Dans le premier cercle, les orgueilleux se traînent sous de lourdes pierres dont le poids les courbe jusqu’à terre. À la vue de ces infortunés, le Poëte se demande avec étonnement de quoi l’âme peut se gonfler, au point que, dans sa folle admiration de lui-même, l’homme oublie entièrement sa condition réelle, ce qu’il est, ce qu’il sera, alors qu’après sa transformation il comparaîtra devant la justice inévitable et inexorable.

« O chrétiens superbes, malheureux, débiles, qui, infirmes de la vue de l’esprit, vous fiez aux pas rétrogrades,

« Ne savez-vous donc point que nous sommes des vers nés pour devenir l’angélique papillon qui, sans que rien l’en défende, vole devant la Justice ?

« De quoi gonflée votre âme en haut flotte-t-elle ? Qu’êtes-vous, que des ébauches d’insectes, semblables au ver en qui avorte la transformation[1] ? »

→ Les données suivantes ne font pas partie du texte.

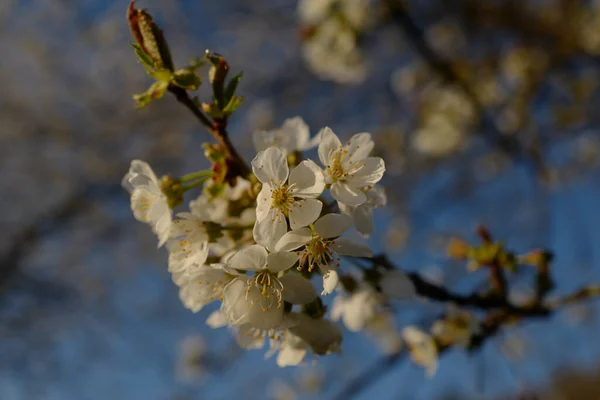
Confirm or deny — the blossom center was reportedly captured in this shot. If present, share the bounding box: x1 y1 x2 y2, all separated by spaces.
271 185 294 211
298 236 340 272
246 269 283 311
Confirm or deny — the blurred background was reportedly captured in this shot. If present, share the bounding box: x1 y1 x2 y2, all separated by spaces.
0 0 600 400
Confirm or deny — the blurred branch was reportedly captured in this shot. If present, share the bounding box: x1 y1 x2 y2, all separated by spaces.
169 85 250 180
387 0 547 178
333 254 600 400
0 185 122 290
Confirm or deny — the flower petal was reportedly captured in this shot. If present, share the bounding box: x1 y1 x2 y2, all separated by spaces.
221 276 252 325
252 147 289 185
206 310 228 329
227 244 267 271
267 252 298 274
289 199 323 229
289 160 325 198
330 238 373 257
352 203 375 237
279 117 310 153
275 228 312 251
317 127 342 166
252 208 287 251
256 183 273 222
277 344 308 368
379 269 417 299
314 214 352 239
329 182 367 206
346 157 385 187
279 273 317 304
246 286 283 330
235 324 265 350
345 132 375 164
321 269 340 296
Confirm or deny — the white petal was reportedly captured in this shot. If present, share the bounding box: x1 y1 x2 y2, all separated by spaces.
299 127 322 151
279 117 310 152
252 208 287 251
352 203 375 237
329 182 367 206
345 133 375 164
321 269 340 296
290 199 323 229
330 238 373 257
256 183 273 221
206 310 228 329
252 147 289 184
227 244 267 271
121 160 158 193
236 324 265 350
289 160 325 198
290 314 342 355
252 131 270 152
246 286 283 330
379 269 417 299
367 185 387 207
277 346 307 368
346 157 385 187
222 276 252 325
267 252 298 274
275 228 312 251
279 273 317 304
314 214 352 239
318 127 342 166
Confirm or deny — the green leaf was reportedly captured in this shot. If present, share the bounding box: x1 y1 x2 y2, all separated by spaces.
223 72 242 104
172 68 202 90
223 96 244 116
131 43 154 73
133 81 169 108
201 103 225 119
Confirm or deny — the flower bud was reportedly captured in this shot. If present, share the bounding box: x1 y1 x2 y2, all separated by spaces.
447 238 471 260
159 175 185 209
127 0 173 71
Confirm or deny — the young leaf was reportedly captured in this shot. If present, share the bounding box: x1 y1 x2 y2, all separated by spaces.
172 68 201 90
223 96 244 116
131 43 154 71
223 72 242 104
133 81 169 108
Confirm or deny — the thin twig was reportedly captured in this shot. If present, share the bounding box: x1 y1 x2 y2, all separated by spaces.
169 85 250 180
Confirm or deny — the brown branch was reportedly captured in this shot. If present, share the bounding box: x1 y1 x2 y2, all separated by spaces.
387 0 547 178
169 85 250 181
333 253 600 400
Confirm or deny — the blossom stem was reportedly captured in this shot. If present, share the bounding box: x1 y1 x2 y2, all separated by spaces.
169 85 250 178
179 170 213 183
221 225 254 231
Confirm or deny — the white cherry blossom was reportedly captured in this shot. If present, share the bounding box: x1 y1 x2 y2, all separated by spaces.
179 264 240 314
265 312 342 367
319 128 385 206
252 117 320 155
402 326 438 377
252 147 325 249
275 214 373 294
331 285 383 332
223 245 317 330
431 305 481 347
338 186 387 237
122 160 173 247
302 18 367 84
167 213 209 273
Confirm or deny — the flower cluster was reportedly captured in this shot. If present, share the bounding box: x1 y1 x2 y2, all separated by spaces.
298 0 370 83
123 117 392 366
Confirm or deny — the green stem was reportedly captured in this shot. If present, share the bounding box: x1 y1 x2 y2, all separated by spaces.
179 169 213 183
221 225 254 231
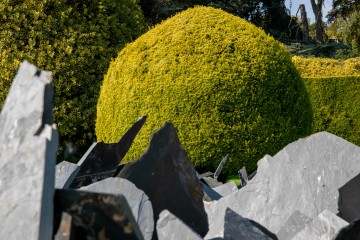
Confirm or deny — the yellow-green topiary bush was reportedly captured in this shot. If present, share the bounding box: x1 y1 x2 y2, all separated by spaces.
292 56 360 77
96 7 312 173
0 0 147 159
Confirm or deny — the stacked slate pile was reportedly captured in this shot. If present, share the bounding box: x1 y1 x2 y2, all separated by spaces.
0 62 360 240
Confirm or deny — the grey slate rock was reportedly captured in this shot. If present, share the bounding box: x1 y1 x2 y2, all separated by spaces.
54 212 72 240
224 208 277 240
156 209 203 240
118 123 209 238
205 132 360 237
335 219 360 240
70 116 146 188
54 189 144 240
338 173 360 222
0 61 58 240
291 210 348 240
276 211 312 240
213 181 238 197
55 161 80 189
80 177 154 239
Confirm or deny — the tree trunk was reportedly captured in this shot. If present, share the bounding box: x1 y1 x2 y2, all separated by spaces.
311 0 324 43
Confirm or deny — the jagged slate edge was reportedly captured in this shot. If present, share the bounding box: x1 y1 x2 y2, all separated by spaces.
54 212 72 240
224 208 277 240
156 209 203 240
276 211 312 240
54 189 144 240
0 61 58 239
70 116 147 188
213 181 238 197
118 122 209 238
214 154 229 179
335 218 360 240
338 173 360 222
55 161 80 189
291 210 348 240
205 132 360 237
80 177 154 240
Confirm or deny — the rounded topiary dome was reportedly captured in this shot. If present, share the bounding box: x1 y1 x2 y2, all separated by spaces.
96 7 312 173
0 0 147 159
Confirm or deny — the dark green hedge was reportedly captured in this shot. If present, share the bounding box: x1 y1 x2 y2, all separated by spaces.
0 0 147 159
304 76 360 146
96 7 312 173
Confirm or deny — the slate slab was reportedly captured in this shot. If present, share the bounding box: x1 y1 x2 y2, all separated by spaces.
54 189 144 239
70 116 146 188
213 181 238 197
80 177 154 239
276 211 312 240
222 208 277 240
200 182 222 202
156 209 203 240
0 61 58 240
292 210 348 240
118 123 209 237
338 173 360 222
335 219 360 240
206 132 360 236
55 161 80 189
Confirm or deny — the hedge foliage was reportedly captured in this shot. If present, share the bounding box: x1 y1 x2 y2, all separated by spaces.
0 0 147 159
304 76 360 146
292 56 360 77
96 7 312 173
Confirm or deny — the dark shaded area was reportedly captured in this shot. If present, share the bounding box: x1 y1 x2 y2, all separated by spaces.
70 116 146 188
118 123 209 239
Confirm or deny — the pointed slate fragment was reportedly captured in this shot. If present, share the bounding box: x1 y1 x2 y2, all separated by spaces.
54 189 144 240
335 219 360 240
276 211 312 240
70 116 146 188
291 210 348 240
156 209 203 240
80 177 154 240
206 132 360 235
118 123 209 236
0 61 58 240
224 208 277 240
55 161 80 189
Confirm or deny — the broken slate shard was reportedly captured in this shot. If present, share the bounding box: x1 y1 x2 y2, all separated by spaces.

Toutes les fois que l’homme se regarde attentivement, ce vide l’effraye : l’être a fui de toutes parts. Qu’est-il donc ? Une ébauche de ver ? moins que cela. Une ombre ? moins que cela. Le rêve d’une ombre[2] ? moins que cela encore. « Oh ! que nous ne sommes

  1. Purgat., ch. x, terc 41-43.
  2. Skias onar. Pindare.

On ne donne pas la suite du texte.